En février 1939, il se forme sur l’île d’Oléron un comité d’entraide aux réfugiés espagnols présidé par M. Bourdet, également vice-président de la Ligue des droits de l’homme à Saint-Pierre. Outre le comité central, le comité a des correspondants privilégiés au Château, à Saint-Trojan, Dolus, Saint-Denis et Saint-Georges. Ainsi l’île d’Oléron se dote d’une entité qui est l’interlocutrice privilégiée entre les structures d’accueil et la préfecture.
La maison Heureuse est la première à accueillir des réfugiés espagnols dès 1937 après la première importante vague de départ. Ils sont 579 enfants et 46 adultes espagnols pour les encadrer à Boyardville en mars 1939 en provenance pour la plupart de la colonie de Llansa en Catalogne, proche de la frontière française. Le comité d’accueil aux enfants d’Espagne demande au préfet du département d’accorder une carte de travail à Paula Feldstein qui assure la direction de la colonie de Boyardville depuis 1937. Infirmière et ancienne directrice de la colonie de Llansa, elle est arrivée en France en accompagnant les enfants de cette colonie.
Le deuxième foyer des jeunes réfugiés espagnols se trouve à l’abbaye de l’Ormeau, située à Saint-Denis, à l’origine une œuvre de cure marine pour enfants fondée en 1920 par l’Œuvre d’éducation physique et morale. Le 1er mars 1939, le directeur de la colonie envoie au préfet quelques photos montrant la fête donnée par les 415 réfugiés espagnols dans l’après-midi de Mardi gras à la population oléronaise. A l’approche de l’été se pose la question du maintien des réfugiés espagnols dans les colonies ou de leurs affectations dans d’autres lieux afin de libérer les différentes colonies pour pouvoir accueillir les petits français durant les vacances estivales à qui on donne la préférence. Le préfet, dans une lettre du 27 mars au ministre de l’Intérieur, demande «si je puis dès maintenant prendre, d’accord avec mes collègues de la frontière, des dispositions voulues pour leur rapatriement. L’évacuation des locaux serait d’autant plus souhaitable que la saison approche où les colonies de vacances françaises vont occuper les locaux.» C’est dans le même esprit que le ministre de la Santé publique demande dans un courrier daté du 31 mars au préfet de bien vouloir prévoir un autre hébergement pour les enfants espagnols de la Maison Heureuse car cette dernière doit accueillir 750 petits français durant l’été.
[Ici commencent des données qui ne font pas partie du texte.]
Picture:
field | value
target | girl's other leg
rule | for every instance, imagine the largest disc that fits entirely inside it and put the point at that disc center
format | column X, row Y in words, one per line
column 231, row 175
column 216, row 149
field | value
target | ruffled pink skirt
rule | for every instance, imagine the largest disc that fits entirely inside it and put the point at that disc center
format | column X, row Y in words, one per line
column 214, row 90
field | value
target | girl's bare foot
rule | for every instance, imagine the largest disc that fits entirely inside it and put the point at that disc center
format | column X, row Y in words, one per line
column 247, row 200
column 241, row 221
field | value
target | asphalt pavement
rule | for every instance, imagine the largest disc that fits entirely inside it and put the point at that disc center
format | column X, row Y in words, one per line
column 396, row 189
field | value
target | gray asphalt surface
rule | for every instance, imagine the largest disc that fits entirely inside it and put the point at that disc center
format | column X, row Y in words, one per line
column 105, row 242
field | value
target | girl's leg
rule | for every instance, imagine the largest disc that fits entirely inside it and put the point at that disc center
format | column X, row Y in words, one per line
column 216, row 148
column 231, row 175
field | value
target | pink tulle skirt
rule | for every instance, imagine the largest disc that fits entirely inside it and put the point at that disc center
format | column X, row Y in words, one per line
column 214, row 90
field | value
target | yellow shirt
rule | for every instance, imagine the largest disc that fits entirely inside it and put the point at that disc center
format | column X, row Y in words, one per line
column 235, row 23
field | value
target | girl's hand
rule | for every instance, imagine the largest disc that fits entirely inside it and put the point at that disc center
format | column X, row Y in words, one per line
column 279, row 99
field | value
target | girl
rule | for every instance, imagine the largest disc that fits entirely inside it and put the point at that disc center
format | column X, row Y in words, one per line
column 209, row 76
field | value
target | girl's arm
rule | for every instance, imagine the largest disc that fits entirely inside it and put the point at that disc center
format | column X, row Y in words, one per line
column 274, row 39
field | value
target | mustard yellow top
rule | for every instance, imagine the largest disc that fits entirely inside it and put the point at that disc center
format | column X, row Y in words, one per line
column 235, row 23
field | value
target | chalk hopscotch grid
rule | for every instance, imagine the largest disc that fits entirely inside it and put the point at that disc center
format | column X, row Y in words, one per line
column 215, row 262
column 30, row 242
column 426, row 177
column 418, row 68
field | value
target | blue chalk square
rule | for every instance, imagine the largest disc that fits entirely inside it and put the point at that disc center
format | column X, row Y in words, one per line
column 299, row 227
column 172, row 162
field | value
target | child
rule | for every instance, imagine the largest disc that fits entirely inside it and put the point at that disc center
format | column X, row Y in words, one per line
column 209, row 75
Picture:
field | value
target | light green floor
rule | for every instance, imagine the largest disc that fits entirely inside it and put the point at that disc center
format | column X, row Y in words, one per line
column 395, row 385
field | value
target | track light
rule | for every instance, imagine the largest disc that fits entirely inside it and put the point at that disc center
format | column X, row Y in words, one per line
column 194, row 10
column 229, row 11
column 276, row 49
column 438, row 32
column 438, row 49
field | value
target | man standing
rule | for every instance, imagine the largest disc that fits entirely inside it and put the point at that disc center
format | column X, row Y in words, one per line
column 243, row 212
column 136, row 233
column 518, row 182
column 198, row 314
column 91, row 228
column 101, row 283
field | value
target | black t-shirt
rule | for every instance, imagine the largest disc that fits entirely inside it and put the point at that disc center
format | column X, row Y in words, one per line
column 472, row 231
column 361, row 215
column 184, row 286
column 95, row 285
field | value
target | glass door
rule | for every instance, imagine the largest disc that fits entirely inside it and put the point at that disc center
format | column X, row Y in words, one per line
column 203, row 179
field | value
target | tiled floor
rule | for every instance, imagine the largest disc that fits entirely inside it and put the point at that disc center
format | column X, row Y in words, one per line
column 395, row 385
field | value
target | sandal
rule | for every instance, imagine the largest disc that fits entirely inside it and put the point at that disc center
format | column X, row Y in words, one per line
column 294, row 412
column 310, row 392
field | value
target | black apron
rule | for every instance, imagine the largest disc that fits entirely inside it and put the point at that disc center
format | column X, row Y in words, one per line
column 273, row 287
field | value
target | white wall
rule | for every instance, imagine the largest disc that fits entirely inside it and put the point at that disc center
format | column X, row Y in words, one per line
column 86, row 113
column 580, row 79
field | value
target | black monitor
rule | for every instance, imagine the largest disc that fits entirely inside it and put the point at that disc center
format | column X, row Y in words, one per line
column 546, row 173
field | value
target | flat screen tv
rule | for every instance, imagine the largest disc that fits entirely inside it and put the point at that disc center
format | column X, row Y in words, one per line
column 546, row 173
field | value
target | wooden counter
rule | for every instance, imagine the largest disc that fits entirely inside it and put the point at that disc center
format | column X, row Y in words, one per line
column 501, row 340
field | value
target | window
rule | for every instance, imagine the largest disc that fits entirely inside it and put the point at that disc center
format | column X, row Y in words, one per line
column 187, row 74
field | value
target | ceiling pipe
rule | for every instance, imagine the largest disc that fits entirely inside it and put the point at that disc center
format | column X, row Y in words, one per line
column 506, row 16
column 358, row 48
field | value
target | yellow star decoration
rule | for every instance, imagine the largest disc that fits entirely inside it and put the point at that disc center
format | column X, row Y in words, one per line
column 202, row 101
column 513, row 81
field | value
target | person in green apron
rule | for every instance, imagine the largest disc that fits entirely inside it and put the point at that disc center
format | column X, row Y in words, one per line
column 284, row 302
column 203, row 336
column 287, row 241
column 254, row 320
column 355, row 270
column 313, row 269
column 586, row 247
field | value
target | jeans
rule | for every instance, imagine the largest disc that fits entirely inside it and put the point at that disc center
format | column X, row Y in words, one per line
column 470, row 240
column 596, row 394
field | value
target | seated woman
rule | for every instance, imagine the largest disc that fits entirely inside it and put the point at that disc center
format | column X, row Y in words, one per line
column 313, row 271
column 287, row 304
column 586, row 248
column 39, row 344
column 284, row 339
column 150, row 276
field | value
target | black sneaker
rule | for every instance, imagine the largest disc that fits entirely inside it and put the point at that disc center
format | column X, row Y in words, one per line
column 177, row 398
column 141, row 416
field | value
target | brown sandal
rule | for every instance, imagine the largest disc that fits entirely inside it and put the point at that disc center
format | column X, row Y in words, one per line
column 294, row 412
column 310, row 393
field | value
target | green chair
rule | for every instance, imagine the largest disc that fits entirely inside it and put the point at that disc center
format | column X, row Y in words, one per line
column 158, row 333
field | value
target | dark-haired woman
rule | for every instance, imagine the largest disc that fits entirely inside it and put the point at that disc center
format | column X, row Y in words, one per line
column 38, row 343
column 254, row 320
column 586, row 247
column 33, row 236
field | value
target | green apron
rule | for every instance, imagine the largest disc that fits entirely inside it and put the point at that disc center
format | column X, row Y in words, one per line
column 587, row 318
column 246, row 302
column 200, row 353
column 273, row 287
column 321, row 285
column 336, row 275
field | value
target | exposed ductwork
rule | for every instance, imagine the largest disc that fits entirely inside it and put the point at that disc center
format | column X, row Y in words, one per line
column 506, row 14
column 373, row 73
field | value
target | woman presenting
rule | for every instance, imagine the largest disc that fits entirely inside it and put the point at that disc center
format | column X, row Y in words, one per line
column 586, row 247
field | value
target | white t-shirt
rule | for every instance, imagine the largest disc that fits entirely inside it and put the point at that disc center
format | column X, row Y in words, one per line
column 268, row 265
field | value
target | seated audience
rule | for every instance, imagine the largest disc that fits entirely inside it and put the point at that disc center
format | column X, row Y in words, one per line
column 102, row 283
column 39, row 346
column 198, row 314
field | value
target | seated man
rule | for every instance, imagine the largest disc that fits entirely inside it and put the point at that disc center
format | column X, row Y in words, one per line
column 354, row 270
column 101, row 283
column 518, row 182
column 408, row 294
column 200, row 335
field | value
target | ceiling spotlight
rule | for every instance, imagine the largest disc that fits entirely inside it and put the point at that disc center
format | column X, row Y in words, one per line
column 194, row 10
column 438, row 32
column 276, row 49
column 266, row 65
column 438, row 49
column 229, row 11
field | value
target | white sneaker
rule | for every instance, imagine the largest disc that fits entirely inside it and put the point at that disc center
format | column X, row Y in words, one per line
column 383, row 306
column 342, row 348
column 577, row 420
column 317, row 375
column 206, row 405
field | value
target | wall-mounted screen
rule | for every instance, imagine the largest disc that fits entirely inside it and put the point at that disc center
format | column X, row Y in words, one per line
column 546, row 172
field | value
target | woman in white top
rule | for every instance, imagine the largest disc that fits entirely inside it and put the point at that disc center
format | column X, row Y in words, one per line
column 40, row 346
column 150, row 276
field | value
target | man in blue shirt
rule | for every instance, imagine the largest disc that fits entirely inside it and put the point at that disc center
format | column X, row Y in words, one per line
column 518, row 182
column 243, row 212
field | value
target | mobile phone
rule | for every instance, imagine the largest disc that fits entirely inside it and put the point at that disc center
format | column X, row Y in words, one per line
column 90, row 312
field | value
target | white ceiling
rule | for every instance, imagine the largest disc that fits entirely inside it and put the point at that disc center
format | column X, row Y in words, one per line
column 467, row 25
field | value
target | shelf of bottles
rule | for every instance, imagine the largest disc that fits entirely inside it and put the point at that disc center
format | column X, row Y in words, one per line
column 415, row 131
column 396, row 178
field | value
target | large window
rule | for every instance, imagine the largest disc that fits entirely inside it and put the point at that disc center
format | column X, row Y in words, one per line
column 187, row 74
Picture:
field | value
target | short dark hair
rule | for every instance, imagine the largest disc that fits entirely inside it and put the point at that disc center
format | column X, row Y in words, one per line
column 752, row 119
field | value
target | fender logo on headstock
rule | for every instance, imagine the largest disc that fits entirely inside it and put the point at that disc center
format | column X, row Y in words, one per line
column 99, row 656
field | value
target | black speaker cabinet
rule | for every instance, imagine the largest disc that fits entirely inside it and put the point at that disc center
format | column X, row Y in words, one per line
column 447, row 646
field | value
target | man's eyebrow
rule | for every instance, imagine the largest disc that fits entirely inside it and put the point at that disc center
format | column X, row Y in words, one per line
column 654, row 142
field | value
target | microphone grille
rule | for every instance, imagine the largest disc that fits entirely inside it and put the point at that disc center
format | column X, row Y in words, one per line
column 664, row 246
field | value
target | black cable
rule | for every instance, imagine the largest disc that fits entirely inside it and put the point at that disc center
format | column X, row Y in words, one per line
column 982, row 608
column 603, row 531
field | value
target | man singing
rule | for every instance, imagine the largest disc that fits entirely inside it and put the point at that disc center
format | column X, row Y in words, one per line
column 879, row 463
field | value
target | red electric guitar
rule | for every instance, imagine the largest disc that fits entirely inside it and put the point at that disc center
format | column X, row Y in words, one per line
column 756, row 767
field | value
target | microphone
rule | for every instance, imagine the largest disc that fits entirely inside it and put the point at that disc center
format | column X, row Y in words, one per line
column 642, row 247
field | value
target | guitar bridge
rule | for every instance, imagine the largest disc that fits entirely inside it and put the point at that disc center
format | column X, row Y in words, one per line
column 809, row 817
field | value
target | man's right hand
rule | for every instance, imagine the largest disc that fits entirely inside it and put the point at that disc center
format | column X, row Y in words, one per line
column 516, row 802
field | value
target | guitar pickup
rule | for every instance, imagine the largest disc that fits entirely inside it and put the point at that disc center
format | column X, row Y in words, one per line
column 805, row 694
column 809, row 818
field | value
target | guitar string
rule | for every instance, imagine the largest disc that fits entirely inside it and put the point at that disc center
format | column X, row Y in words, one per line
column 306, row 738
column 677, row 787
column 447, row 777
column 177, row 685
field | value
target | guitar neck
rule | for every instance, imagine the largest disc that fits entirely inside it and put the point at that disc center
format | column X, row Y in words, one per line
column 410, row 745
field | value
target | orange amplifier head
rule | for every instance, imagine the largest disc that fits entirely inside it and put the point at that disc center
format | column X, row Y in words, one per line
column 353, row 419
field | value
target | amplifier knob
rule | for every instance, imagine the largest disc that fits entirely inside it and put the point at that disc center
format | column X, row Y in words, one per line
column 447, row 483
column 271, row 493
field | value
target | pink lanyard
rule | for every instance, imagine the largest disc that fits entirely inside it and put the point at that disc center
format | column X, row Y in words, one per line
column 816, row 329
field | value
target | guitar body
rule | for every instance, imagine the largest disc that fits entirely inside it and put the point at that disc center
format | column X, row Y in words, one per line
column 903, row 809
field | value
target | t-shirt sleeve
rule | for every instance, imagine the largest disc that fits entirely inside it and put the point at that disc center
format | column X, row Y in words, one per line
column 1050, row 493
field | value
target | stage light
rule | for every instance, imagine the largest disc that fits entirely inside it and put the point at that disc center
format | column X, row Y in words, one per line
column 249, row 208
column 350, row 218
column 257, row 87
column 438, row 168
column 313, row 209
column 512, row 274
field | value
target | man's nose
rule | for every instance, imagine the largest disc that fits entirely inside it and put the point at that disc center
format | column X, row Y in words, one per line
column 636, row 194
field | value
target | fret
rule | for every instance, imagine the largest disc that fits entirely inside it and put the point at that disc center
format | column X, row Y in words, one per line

La commission d’aide aux enfants espagnols réfugiés en France indique au préfet les dispositions prises pour la Maison Heureuse : «Nous avons l’honneur de vous confirmer notre lettre du 9 courant concernant une partie des enfants de la colonie de Llansa (80 environs) hébergés actuellement à Boyardville, île d’Oléron. Nous avons loué pour leur hébergement une ferme située à Chéray, commune de Saint-Georges , mais cet immeuble exigeant une remise en état, nous avons demandé à M. Fauconnet, directeur de l’union de Coopérateurs, à Paris, propriétaire de la Maison Heureuse à Boyardville, de bien vouloir autoriser les enfants, dont la liste a été communiquée à la direction de la colonie scolaire, à séjourner pendant les huit ou dix jours nécessités pour les réparations. Monsieur Fauconnet nous a donné son accord par téléphone.» Le 17 juin, les enfants de la colonie de Llansa sont transférés vers Chéray. Les enfants ne pouvant pas être logés dans cette ferme sont redirigés vers l’île de Ré. Pour faciliter l’arrivée des enfants à Chéray, le préfet demande au général commandant la 18e Région militaire de mettre à disposition de Mme Feldstein une corvée de la Compagnie disciplinaire du Château-d’Oléron pour nettoyer les bâtiments de Chéray.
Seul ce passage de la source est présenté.